Examinaba su daga con atención, y Sérgei advirtió una pequeña mancha escarlata en la punta. Aquella arma le era conocida en las manos de su amigo, aunque —gracias al Cielo— nunca la había visto en acción.

—¿Qué haces aquí? —preguntó, su voz tan falta de expresión como sus facciones.

—No te he visto en todo el día y pensé que... que lo habías hecho de nuevo.

—No quiero hacerlo más, Seryozha. No quiero pagar la deuda de mi hermano. Quiero vivir como todo el resto sin preocuparme de quién quiere desestabilizar la dinastía.

—No es tu culpa. Es la de los problemas de Nikita. Todo esto terminará tarde o temprano y podrás estar tranquilo.

—Cuando era pequeño admiraba a Nikita —declaró el rubio.

Sergéi lo recordaba bien. Aquel niñito que solo lograba ver de lejos y parecía seguir a un joven pocos años mayor que él que vestía con orgullo el uniforme militar. Y, años después, ese mismo niño rubio, ya un adolescente, llorando mientras se escondía de las miradas despectivas de la gente, y aquel joven orgulloso habîa desaparecido para siempre. Ese día habían comenzado su amistad.

—Era mi ejemplo a seguir —continuó—, pero en este preciso momento me gustaría revivirlo para propinarle una patada en los huevos y preguntarle en qué demonios estaba pensando cuando se convirtió en un amante de la Emperatriz al tiempo en el que la traicionaba.

Sergéi guardó silencio con incomodidad. No era del tipo de amigo que daba consejos; más bien del tipo que hacía tonterías porque era un inútil para todo lo demás.

—Zoya Ananenko me dijo que estás comprometido con Charlotte de Langlois —soltó, cambiando de tema con brusquedad.

—¿Cómo dices?

—¿Es cierto?

—No seas un idiota. —Leonid intentó sonreír, mas su esfuerzo solo resultó en una mueca torcida.— ¿No crees que Zoya podría haberlo exagerado al verme una vez conversando con ella?

—Pero...

Tenía que darle un punto. A pesar de que la aludida era bastante directa y honesta, también era fanática del chisme. No era de extrañar que podría haberlo supuesto.

—No porque la ames con locura su palabra va a ser ley.

—No la amo —bufó Sergéi, intentando restarle importancia.

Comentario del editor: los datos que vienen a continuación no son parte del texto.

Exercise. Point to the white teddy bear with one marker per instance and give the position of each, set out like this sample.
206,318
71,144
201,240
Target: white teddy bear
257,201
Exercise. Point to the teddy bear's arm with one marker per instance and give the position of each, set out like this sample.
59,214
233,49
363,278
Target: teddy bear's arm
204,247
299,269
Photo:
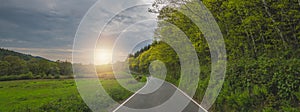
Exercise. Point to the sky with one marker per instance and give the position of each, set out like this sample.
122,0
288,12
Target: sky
47,27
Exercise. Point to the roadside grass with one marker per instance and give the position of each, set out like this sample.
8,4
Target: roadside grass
54,95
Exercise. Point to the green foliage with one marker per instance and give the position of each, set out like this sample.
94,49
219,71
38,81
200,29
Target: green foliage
262,43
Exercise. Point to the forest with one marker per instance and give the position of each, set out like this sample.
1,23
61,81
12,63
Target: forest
17,66
262,45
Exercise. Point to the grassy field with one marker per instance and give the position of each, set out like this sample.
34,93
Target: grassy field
51,95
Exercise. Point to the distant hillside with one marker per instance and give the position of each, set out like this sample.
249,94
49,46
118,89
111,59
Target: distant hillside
16,66
26,57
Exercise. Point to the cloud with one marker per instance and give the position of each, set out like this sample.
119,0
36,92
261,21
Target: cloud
41,26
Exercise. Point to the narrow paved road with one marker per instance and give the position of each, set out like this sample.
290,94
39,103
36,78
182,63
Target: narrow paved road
159,96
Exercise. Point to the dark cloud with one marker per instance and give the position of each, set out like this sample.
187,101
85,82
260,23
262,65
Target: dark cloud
47,27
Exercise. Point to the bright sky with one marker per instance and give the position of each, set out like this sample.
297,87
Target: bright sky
47,27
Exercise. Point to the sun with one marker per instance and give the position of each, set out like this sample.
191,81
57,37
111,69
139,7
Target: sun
102,56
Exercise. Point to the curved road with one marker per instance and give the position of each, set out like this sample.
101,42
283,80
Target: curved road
159,96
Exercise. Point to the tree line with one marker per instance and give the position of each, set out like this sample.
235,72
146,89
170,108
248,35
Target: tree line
262,42
14,66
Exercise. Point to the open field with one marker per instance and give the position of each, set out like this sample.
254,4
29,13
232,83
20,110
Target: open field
51,95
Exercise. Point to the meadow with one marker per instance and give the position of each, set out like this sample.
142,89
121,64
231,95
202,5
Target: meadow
52,95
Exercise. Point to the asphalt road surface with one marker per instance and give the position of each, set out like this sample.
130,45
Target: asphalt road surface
159,96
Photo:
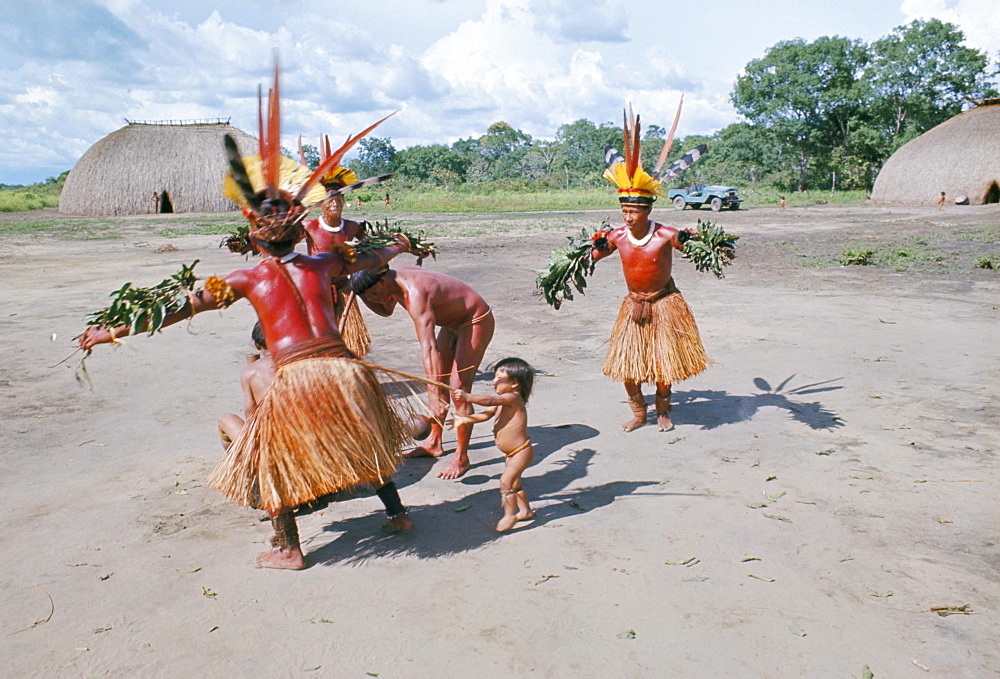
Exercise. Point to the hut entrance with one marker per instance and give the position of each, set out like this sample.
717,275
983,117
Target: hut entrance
165,204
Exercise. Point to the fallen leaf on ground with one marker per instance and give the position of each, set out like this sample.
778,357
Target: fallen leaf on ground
778,517
944,611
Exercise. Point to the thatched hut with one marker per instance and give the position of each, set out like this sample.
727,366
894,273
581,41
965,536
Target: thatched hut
961,157
146,167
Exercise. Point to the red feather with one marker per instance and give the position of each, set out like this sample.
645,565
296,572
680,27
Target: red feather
670,139
333,159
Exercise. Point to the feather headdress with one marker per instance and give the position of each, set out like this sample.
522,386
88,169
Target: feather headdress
339,179
274,191
635,185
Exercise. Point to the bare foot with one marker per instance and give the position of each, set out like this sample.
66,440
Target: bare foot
398,524
634,423
288,559
426,450
506,523
455,468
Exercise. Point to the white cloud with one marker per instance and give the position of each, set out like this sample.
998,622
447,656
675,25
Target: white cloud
978,19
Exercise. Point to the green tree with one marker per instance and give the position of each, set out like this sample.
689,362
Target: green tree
503,150
807,95
419,162
376,156
921,75
581,148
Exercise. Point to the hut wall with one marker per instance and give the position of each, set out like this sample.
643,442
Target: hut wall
120,173
961,157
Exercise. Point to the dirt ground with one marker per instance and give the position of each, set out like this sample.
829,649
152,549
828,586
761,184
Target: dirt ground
831,479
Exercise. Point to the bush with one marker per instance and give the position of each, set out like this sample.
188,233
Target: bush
857,257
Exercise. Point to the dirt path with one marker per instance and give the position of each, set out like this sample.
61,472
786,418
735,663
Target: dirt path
831,478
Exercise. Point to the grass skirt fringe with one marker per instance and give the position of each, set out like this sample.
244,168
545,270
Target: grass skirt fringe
356,335
664,350
324,425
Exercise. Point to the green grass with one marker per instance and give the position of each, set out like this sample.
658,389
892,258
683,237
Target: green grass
761,196
34,197
989,233
912,254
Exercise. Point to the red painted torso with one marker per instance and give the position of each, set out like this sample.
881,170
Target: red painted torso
647,268
286,322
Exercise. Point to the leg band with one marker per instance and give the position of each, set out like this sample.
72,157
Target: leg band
638,405
663,403
389,495
286,532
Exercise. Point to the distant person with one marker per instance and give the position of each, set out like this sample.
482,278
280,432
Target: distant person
512,380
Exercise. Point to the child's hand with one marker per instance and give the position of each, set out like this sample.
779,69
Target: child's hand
459,420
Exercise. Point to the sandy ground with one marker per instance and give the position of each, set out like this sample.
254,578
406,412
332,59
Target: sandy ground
830,479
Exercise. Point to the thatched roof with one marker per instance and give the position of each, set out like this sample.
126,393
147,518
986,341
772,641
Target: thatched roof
182,163
961,157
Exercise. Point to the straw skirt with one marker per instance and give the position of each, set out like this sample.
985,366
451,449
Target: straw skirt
324,425
662,348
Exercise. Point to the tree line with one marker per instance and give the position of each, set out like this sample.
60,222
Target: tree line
816,115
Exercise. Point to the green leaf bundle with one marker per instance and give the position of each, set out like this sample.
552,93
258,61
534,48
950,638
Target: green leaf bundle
145,309
380,235
238,241
567,267
710,248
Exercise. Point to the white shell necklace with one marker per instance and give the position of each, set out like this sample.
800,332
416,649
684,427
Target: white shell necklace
639,242
331,229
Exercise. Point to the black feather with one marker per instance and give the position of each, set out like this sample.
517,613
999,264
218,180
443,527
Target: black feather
611,156
362,184
683,163
239,172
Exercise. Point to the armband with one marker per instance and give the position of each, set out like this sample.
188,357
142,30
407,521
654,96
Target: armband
221,291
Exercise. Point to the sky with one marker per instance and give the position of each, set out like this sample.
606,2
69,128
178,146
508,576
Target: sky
75,70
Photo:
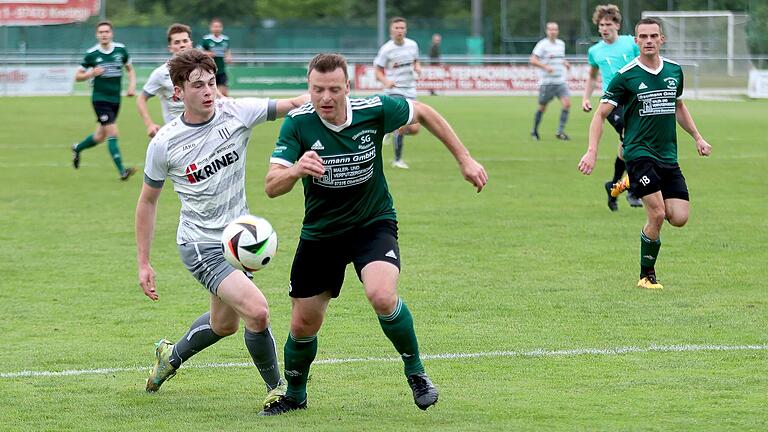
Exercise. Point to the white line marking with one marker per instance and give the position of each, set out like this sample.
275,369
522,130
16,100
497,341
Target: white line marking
448,356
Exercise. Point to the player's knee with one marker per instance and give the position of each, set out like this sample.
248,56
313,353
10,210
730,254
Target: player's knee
256,317
304,326
677,220
383,302
656,216
224,329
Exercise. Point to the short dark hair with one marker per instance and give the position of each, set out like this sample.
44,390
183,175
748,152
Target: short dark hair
328,62
609,11
178,28
187,61
649,21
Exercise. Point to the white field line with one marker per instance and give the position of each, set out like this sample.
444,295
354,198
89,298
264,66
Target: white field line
447,356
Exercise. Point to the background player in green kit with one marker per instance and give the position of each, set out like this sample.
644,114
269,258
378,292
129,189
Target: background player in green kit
216,45
650,88
608,56
333,145
104,64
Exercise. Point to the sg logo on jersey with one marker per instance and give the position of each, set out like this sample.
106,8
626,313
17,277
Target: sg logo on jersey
671,83
366,141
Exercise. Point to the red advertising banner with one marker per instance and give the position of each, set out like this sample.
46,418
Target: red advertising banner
43,12
510,79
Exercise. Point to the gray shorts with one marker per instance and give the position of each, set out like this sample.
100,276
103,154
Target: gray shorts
205,260
549,91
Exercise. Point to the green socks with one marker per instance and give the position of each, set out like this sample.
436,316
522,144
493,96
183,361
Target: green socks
649,251
114,150
398,326
88,142
299,354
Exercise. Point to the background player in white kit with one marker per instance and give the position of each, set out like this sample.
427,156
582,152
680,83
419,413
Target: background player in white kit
203,153
159,82
549,56
397,68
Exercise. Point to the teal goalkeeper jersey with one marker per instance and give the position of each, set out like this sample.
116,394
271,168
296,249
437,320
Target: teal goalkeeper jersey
649,98
609,58
353,192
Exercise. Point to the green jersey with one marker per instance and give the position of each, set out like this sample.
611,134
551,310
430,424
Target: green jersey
107,86
649,98
219,45
353,192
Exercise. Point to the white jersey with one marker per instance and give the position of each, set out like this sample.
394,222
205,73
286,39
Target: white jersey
399,60
159,84
206,163
551,54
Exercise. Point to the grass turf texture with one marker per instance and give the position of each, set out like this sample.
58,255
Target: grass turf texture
534,261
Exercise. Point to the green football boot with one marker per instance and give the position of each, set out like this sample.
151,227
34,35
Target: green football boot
162,370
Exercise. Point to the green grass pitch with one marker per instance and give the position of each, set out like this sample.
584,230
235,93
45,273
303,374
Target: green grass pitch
534,262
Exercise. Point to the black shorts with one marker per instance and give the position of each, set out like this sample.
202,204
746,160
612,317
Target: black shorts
106,112
647,176
319,265
616,119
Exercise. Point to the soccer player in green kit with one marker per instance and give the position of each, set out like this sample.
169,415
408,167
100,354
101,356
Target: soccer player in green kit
650,88
216,45
333,145
104,64
608,56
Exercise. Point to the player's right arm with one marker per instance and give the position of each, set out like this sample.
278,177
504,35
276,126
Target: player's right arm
83,74
536,62
588,161
589,88
281,179
141,105
289,162
381,76
146,213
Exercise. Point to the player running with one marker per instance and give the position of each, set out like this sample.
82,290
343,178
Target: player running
203,153
650,88
104,63
608,56
159,82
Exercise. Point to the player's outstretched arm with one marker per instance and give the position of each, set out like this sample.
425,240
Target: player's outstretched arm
588,161
146,212
141,105
472,171
281,179
286,105
586,105
685,121
131,91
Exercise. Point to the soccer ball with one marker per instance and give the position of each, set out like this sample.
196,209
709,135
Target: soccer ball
249,243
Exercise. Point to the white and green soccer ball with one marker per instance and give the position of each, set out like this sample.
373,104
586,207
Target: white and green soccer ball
249,243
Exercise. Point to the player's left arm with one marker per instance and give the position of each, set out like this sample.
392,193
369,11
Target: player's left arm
286,105
472,171
131,79
685,121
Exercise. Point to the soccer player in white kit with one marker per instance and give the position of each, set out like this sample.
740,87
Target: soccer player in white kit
203,153
159,82
549,56
397,68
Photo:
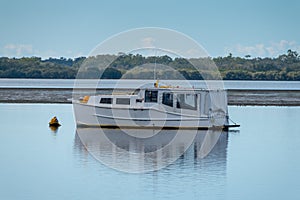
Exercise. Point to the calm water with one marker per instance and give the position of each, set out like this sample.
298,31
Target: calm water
261,161
65,83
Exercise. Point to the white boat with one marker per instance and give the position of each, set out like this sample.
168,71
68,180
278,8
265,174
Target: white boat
155,107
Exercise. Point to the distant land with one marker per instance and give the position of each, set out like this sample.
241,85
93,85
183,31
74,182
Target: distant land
285,67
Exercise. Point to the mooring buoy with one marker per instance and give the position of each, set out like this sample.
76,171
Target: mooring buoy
54,122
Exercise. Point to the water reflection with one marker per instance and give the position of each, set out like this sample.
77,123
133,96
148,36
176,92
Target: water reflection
123,151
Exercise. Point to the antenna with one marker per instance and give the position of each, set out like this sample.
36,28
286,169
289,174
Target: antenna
154,71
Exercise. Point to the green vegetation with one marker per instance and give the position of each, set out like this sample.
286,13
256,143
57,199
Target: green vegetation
284,67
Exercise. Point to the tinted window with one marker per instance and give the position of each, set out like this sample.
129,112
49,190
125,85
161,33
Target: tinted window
151,96
187,101
168,99
106,100
123,101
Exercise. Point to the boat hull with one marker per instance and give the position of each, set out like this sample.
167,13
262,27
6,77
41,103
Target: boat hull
153,117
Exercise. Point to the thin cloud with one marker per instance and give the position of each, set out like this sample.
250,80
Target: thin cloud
18,50
148,42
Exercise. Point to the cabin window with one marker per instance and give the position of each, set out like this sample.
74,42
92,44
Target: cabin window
167,99
123,101
106,100
187,101
151,96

A decir verdad, lo que había sugerido Leonid tantos días atrás —pasear con Charlotte de Langlois e intentar no pensar en Zoya—, sumado a enterarse de su compromiso, le había ayudado. Sin embargo, no se olvida fácilmente algo así.

—Señor Bezpálov —anunció la voz ronca y asustadiza de la criada—, la señorita Ulianova os requisa en sus aposentos.

Oh, mierda. Nadya lo iba a matar.

—Vete, estaré bien —aseguró su amigo, postrándose de nuevo en el sillón mientras admiraba su daga ensangrentada.

Pero Sergéi pudo advertir algo. Al acercarse a las puertas, inspiró una oleada de cierto olor metálico bastante intenso, y esta vez no tuvo problemas para reconocerlo.

Sangre. El mismo aroma que emanaba Charlotte de Langlois.